Although databases are compatible, what is less is their performance. That a website works well and fast depends, in large part, on the functioning of its database. This is why my recommendation is to use a MySQL +8.x or a MariaDB +10.1. With this you will ensure that the performance of the system is correct. Remember that versions older than MySQL 5.6, besides being somewhat insecure, have a performance lower by 30%.
Shared or dedicated hosting ? As for this question there are some basic elements, especially related to how much power you need. If you are simply going to have a blog or a corporate website, with a contact form but no financial transactions, my recommendation may be a shared hosting, something simple, something about 10$ a month (120$ a year) may be correct. A website of this style, in principle, does not usually have complex configurations, so something simple is enough.
If you have a more complex website, with forums, with an e-commerce, with some kind of transaction, you need something more powerful. In these cases I suggest a shared hosting that guarantees a minimum of CPU, memory, and space, or a dedicated hosting. Obviously this raises the price (not so much) but you can go to a minimum of 25$ per month (300$ per year). If you have traffic, at least you will need between 1 and 2 CPUs and at least 2 GB of RAM. If the system is well set up, this is a good base, and you can actually scale a lot more for that price.
On the other hand we have the web server. Undoubtedly the best known may be Apache HTTPD, but also appears on scene nginx. Personally in these last times my bet is for LiteSpeed, and if there is the possibility, with license. Web servers actually today, with a standard configuration, any serves, but each has its peculiarities and possibilities when it comes to caching. This is where we have the following element: the cache. Web servers play an interesting role in this.
For WordPress we have to take into account at least 3 layers of cache: browser, page and objects.
The browser cache can actually be configured at the web server level, and generally affects images and static. i also recommend you to use a CDN.
The second part is the page cache. This option is the most common and is usually configured with a WordPress plugin. One of the most common is the WP Super Cache. Its work is simple but sometimes its configuration is complicated.
The last option is perhaps the most complex but the one that, in my opinion, provides the most: the object cache. This allows, among other things, to store and pre-calculate better time elements, and even the storage of database queries that are repeated very often.

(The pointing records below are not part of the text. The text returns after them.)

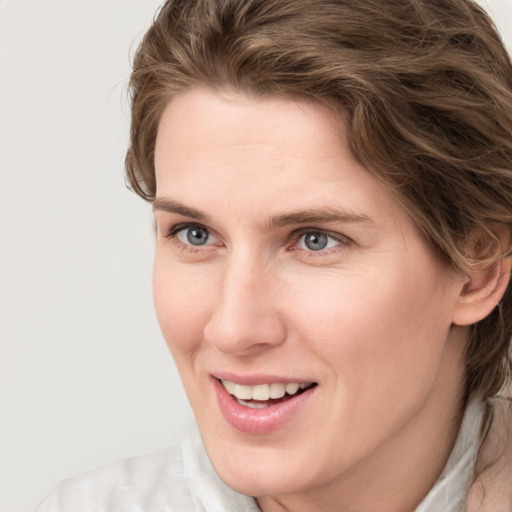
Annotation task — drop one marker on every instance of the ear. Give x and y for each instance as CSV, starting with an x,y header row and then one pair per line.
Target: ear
x,y
484,286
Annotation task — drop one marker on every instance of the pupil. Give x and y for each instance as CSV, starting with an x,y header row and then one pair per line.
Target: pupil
x,y
197,235
316,241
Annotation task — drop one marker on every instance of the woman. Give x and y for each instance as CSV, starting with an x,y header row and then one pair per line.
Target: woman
x,y
332,188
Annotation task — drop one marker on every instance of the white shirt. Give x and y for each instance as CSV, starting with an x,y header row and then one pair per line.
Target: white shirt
x,y
182,479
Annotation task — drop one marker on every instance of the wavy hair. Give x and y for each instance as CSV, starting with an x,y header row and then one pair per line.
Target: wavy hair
x,y
425,86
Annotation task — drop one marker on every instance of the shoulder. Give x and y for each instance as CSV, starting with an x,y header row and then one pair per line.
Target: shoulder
x,y
179,478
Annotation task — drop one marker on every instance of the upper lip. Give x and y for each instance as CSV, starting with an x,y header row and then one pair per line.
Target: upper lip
x,y
256,379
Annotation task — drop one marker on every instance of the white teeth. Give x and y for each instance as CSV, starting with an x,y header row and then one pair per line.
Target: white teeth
x,y
277,390
262,392
243,392
291,389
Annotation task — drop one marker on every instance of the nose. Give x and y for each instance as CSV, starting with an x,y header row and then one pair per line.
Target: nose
x,y
246,317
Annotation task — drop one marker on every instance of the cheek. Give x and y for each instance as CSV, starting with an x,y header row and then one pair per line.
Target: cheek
x,y
182,307
375,325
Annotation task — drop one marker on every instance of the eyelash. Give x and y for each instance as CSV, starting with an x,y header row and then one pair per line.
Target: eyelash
x,y
295,237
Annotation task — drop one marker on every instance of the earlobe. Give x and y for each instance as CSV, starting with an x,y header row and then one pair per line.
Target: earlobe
x,y
481,292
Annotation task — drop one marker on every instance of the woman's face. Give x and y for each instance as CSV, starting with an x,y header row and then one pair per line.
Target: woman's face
x,y
282,264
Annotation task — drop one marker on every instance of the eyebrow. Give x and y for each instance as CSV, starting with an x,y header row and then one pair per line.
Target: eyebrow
x,y
172,206
313,215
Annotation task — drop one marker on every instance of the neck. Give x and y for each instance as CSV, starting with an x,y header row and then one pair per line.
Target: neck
x,y
397,476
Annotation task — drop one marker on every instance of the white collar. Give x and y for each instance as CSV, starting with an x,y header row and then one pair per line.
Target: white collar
x,y
451,489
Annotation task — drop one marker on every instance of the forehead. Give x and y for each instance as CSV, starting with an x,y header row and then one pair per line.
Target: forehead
x,y
261,155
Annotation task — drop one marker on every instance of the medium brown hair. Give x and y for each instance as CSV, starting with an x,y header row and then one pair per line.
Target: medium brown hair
x,y
426,87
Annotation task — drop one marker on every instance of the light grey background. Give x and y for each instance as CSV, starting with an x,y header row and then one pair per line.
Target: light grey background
x,y
85,375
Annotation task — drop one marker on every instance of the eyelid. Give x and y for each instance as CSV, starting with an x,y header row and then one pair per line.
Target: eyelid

In this case this system implies to have Redis or memcached configured in the server, something that not all the shared hosting have.

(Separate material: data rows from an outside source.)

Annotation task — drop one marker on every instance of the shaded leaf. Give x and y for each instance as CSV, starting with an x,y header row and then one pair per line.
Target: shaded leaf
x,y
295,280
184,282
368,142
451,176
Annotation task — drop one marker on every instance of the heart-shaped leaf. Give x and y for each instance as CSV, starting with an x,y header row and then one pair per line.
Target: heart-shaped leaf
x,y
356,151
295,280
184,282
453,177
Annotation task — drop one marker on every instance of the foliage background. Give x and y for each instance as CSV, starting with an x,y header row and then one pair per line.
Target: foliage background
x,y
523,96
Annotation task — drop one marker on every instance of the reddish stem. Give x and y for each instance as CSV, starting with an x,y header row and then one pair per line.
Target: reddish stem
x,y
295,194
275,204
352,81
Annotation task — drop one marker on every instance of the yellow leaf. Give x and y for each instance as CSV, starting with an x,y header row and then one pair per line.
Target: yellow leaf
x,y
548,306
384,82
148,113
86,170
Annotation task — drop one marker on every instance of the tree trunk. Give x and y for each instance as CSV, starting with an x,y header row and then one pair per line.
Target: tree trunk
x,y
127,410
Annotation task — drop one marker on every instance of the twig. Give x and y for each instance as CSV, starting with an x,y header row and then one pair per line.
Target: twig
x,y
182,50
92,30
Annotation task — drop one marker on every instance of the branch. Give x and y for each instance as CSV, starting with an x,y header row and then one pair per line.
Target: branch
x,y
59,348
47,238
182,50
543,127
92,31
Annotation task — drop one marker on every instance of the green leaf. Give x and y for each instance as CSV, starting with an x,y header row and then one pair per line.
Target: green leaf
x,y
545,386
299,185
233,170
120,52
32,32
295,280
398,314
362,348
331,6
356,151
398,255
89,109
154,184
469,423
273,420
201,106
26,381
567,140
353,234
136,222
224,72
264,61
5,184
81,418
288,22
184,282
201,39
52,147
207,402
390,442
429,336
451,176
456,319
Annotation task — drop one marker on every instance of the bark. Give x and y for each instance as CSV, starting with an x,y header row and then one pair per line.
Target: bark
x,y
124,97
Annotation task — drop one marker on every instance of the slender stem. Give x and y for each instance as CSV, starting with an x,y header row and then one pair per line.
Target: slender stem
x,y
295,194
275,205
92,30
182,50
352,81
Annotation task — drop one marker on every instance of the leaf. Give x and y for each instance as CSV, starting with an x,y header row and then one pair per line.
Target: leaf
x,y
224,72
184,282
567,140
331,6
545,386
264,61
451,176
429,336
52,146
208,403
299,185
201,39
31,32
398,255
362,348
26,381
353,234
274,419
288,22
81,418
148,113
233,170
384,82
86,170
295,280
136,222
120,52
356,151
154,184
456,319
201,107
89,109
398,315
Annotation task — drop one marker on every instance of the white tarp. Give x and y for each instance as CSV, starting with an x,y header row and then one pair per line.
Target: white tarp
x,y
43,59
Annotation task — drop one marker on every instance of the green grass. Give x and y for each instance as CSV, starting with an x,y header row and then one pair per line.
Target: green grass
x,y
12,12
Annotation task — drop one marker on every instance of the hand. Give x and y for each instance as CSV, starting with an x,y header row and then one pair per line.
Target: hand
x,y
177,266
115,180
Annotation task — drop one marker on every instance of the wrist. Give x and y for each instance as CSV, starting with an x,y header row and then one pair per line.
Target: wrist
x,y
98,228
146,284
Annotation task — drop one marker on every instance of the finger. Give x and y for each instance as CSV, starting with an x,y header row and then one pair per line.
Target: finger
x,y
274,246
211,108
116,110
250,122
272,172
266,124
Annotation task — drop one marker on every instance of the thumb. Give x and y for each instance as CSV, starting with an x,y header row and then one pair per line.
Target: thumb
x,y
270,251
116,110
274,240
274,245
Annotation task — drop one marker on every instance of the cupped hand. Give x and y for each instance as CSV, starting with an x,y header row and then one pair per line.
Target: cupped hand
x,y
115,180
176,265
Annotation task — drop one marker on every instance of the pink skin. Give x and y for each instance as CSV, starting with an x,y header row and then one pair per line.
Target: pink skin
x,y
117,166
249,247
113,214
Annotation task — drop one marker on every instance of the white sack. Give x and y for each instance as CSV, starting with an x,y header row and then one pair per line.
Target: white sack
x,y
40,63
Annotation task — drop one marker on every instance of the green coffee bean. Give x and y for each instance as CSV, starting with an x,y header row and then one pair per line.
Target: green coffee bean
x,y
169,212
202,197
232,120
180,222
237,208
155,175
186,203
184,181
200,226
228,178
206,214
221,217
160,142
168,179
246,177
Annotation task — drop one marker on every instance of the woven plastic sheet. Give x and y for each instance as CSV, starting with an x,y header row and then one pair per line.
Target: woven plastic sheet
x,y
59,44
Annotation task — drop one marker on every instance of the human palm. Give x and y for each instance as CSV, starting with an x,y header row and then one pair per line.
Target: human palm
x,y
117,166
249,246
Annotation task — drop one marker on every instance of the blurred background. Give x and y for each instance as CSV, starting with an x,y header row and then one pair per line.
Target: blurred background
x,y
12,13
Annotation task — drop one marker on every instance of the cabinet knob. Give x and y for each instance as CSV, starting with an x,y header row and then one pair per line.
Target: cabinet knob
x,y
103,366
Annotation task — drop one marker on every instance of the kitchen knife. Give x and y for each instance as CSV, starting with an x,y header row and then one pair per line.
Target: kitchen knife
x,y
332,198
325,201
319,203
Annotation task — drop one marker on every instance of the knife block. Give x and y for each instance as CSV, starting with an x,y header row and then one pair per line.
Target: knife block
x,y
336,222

Another element of series that must be kept in mind are the backups. Your system has to have integrated backups (or at a very cheap price) that allows you to recover at least the information of the last week without problems. If your provider doesn’t give you automatic backups, take the time to set up a good backup plugin, especially one that allows you to create copies on a server or external service. A plugin that I like very much is BackWPup, because it has many options, although it does not restore you automatically.
Finally, the issue of security. As far as possible, your web hosting should have its own security layer against attacks, its own Firewall outside WordPress. If not, you will have to configure a plugin for it, but it will consume many more resources and make your website slower.
And remember, too, to always have a server that supports HTTP/2.0 with a TLS certificate for HTTPS.